New England Soccer Today

Olsen: Knockout Tilt Felt Like ’04 EC Final

Photo credit: Chris Aduama/

Photo credit: Chris Aduama/

It wasn’t quite Throwback Thursday, but you could hardly fault DC United coach Ben Olsen for thinking back to the past while Wednesday’s knockout match against the Revolution unfolded.

Eleven years after DC and the Revolution met in the 2004 Eastern Conference final, the former United defender was reminded of that classic 3-3 extra time win for United as he watched Wednesday’s wide open game from the technical area.

“I actually thought about that during the game,” Olsen told the media after the match. “It was like an old-fashioned New England/DC dogfight. It brought me back a little bit to the 2004 game. So yeah, a great night for us. A lot going on in that game.”

Indeed, there were plenty of thrills and spills during Wednesday’s showdown. Although the 2-1 scoreline might not indicate it, there was plenty of offense for both sides. In fact, DC nearly let the game get out of hand shortly after Juan Agudelo’s bicycle kick effort.

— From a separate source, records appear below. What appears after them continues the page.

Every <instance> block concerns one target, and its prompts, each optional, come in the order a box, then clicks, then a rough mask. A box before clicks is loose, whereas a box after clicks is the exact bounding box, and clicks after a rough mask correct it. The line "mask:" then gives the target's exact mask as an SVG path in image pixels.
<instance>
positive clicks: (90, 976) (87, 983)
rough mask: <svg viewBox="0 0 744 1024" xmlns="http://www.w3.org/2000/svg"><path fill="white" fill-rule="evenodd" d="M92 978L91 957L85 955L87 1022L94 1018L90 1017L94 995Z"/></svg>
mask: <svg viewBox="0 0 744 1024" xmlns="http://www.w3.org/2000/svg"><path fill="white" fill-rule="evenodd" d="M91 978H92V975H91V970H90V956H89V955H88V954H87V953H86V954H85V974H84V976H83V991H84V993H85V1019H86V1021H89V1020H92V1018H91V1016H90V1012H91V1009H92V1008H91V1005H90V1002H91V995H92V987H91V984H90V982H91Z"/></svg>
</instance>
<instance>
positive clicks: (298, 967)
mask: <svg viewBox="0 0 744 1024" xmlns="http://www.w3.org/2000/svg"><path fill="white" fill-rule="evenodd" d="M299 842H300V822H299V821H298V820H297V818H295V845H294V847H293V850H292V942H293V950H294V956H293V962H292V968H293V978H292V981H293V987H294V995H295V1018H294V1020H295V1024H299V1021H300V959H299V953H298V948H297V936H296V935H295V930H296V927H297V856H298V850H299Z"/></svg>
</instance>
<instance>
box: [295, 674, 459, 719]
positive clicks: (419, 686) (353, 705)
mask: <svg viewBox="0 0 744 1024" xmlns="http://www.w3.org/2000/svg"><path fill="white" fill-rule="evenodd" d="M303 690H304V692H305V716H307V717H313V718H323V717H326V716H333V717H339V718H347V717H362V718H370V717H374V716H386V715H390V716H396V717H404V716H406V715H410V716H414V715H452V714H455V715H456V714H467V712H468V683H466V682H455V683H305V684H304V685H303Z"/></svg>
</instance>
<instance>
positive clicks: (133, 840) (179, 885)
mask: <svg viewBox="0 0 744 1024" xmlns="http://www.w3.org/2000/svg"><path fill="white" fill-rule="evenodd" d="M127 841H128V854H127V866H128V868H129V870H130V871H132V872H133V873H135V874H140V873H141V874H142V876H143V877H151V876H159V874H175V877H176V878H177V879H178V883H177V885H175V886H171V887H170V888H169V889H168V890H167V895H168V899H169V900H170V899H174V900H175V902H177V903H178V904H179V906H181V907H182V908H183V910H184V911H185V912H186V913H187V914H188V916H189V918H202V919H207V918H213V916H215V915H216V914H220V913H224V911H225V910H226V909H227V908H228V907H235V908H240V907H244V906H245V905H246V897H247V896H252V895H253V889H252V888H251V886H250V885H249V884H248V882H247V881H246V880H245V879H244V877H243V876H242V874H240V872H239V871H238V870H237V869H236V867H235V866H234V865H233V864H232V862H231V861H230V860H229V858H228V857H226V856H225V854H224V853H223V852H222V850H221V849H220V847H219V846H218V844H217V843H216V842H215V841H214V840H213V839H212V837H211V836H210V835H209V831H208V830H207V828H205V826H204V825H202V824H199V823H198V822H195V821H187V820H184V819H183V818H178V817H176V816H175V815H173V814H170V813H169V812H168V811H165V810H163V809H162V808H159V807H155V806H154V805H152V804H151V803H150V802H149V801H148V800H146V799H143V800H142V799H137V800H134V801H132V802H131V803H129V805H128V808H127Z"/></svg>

On a couple of back-to-back enterprising Revolution attacks, Kelyn Rowe looked keen to make it a two-goal game before Bill Hamid bailed out his defense with a pair of brave saves off his line to keep the margin at one midway through the first half.

“Huge,” Olsen said of Hamid’s heroics. “If you go down 2-0, again, and things start creeping in. You’re pushing the game now, and leaving yourself wide open, or more open then you should be at that point in the game. It’s just human nature, and Bill just makes two unbelievable saves.”

Hamid’s night was far from finished at that point, though. Moments before the final whistle, he was called upon to reach up and tip a point-blank Jermaine Jones effort over the bar to preserve the United win.

The final statistics also seem to agree with Olsen’s assessment on the intensity of Wednesday’s match. DC held a slim edge on total shots (14-12), while each side had three missed chances according to OPTA. Oh, and then there was that 76th minute missed penalty from Chris Rolfe, who subsequently redeemed himself in the 83rd minute when he scored the game-winner from the run of play.

“I don’t know if I’ve processed all of it,” Olsen said. “But certainly a gutsy performance from us, and a gutsy performance from them, too. That game in a lot of ways could have went to New England. I felt Bill early really kept us in there during that couple-minute stretch where they were all over us.

“We obviously had the two great chances with Rolfe and Fabi (Espindola) in the first half. And the second half was again anybody’s game, but I thought we still were the better team in the second half.”